Un portail internet  sera consacré comme support virtuel à l’observatoire et où tous les intervenants auraient à inscrire un site internet portant l’essentiel des données de leurs interventions respectives étant donné que ce sont les acteurs et  les partenaires qui nourrissent l’observatoire

A ce propos, il est à rappeler  que l’AFD (Agence Française pour le développement) a déjà soutenu la RECA (Réseau des chambres d’agriculture) au Niger avec une l’assistance technique qui a considérablement  enrichi, et  à juste titre, le dispositif de communication de la RECA à travers son site internet actuellement très riche en informations opérationnelles mises à jour régulièrement et disponibles soit sur le site ou en diffusion sur un  mailing pour les principaux acteurs du secteur.

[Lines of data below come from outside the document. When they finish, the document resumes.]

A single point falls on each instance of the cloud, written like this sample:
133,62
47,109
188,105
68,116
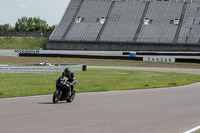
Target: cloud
23,6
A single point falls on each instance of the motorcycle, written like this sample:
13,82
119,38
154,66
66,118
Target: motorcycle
63,91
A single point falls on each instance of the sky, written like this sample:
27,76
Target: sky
49,10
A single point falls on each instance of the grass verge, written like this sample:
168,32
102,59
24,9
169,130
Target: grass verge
15,85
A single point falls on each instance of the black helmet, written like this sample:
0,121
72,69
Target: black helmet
66,71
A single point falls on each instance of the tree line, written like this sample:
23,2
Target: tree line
25,24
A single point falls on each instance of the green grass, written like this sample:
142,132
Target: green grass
195,65
14,85
22,42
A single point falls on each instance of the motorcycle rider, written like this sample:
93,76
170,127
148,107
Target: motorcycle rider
71,78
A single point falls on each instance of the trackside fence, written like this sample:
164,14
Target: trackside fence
40,69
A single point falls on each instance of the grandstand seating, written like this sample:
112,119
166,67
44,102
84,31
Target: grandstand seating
89,28
124,22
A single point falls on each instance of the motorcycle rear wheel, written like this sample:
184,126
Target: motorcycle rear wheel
56,96
71,98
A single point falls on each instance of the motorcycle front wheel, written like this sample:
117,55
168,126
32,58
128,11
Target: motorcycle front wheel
56,96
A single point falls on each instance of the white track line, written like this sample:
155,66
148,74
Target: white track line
193,130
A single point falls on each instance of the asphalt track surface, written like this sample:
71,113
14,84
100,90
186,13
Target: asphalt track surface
162,110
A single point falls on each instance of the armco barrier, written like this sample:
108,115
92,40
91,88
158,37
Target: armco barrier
40,69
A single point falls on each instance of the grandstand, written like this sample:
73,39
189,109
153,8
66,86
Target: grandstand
153,25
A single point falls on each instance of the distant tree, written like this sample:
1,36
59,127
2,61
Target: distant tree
30,24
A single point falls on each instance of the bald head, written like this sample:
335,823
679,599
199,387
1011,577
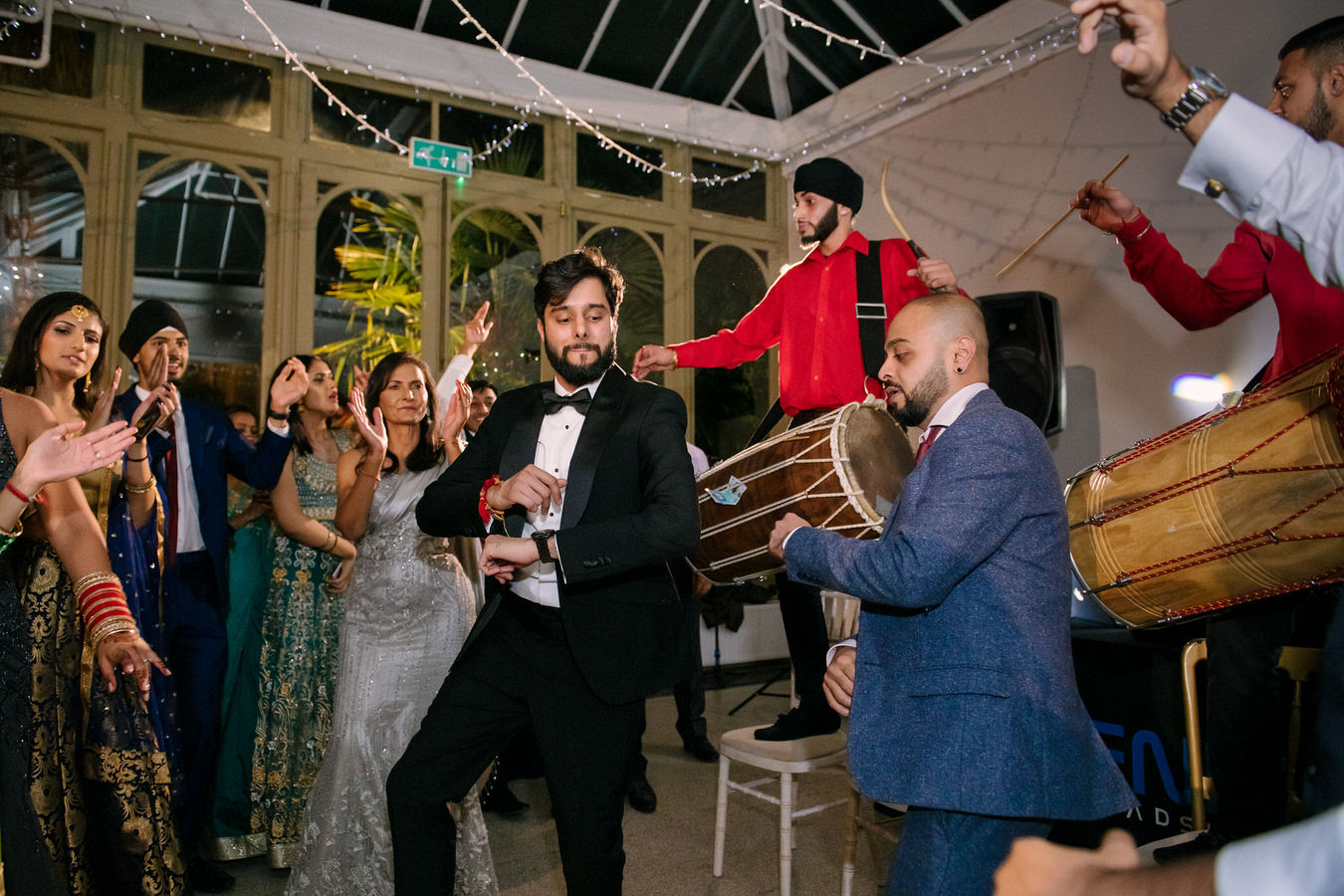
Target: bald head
936,345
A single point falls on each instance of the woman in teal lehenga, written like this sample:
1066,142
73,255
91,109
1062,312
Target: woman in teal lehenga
249,575
300,621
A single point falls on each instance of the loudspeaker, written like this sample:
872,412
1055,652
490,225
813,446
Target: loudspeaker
1025,354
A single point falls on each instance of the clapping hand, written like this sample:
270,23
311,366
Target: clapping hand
372,430
53,457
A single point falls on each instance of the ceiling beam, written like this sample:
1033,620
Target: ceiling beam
742,77
513,23
598,33
422,15
956,14
856,18
680,45
812,69
771,27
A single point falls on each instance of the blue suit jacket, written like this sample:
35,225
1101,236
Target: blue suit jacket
964,691
217,450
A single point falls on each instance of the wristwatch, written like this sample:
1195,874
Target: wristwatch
1203,89
544,551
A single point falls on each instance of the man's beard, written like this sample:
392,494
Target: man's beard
580,373
1319,121
921,399
824,227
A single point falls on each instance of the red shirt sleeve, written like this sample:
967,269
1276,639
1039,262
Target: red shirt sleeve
1235,281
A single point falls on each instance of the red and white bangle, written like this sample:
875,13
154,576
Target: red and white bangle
103,604
484,507
37,496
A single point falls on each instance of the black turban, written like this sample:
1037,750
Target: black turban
832,179
145,320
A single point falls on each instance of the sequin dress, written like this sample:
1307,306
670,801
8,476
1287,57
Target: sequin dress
407,611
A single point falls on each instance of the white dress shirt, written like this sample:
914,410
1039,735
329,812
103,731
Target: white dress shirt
188,504
945,416
1278,179
538,581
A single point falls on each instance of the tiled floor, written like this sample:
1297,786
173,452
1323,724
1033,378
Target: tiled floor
671,852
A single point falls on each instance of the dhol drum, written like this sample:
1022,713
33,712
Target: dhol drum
840,472
1240,504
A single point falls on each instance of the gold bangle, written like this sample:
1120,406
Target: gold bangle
96,577
140,489
115,625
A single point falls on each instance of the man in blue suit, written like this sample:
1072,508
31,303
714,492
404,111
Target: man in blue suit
192,454
961,693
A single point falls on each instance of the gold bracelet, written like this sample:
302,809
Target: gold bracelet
140,489
97,577
112,626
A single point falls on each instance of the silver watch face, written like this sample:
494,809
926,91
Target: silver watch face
1209,81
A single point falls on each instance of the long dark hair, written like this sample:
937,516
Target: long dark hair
429,450
303,441
20,369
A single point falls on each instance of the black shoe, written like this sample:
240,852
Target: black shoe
1206,842
795,724
641,795
701,747
502,800
207,877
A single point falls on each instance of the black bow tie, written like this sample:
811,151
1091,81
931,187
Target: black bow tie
579,402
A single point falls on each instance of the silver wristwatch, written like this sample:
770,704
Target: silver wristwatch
1202,91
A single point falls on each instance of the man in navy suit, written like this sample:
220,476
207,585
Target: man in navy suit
961,693
192,454
587,492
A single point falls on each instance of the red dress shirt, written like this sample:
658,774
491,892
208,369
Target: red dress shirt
809,315
1310,316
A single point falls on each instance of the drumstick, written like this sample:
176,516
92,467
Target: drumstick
895,220
1062,219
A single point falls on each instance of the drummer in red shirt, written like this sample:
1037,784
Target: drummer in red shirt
810,315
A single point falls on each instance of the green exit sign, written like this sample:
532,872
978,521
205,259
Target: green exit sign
446,158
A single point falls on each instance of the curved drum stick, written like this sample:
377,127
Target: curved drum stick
1062,219
895,220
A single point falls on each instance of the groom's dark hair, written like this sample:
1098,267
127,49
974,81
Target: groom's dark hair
557,278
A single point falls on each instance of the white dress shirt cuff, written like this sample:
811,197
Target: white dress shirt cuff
847,642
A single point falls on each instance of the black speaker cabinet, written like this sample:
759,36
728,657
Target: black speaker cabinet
1025,354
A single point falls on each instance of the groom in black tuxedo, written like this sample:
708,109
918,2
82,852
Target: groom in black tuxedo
586,489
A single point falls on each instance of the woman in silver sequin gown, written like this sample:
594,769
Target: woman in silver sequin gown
407,611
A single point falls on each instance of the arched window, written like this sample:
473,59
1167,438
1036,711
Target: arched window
42,223
729,403
495,258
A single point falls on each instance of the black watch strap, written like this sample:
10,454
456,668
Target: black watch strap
544,550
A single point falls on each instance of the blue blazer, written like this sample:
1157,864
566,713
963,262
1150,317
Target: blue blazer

Produits phares de l’observatoire

  • Une base de données quantitative et qualitative renseignant sur les différentes composantes en lien avec l’irrigation comme cité (ci-haut);
  • Une cartographie thématique issue des travaux SIG et photos satellites couvrant l’ensemble du territoire;
  • Un bulletin d’information périodique diffusable sur une mailing liste et où tous les intervenants seront invités à enrichir en informations utiles du moment;
  • Sur le même portail-observatoire mettre en place un outil opérationnel de coordination inter-acteurs permettant de faire la synthèse des informations et base de données fournies par chacun des acteurs dans le secteur.

Attendus

Ainsi et pour le bon déroulement dudit observatoire il y a besoin d’un effort d’accompagnement:

  • En formations (de webmasters, animateurs coordinateurs du portail- observatoire sur le net, formations en base de données….etc…)

Aussi,  il y a lieu de:

  • Recenser systématiquement tous les acteurs concernés nationaux comme internationaux, publiques et privés;
  • Approfondir les principales composantes à intégrer dans l’observatoire;
  • Un équivalent travail terrain alimentant l’observatoire tout en formant les collecteurs de donnés issues du  terrain

Enfin pour ce faire, tous les acteurs et partenaires intervenants dans l’irrigation au Niger sont invités à collaborer en mettant à disposition les moyens matériels, organisationnels, humains et techniques pour réussir une telle entreprise.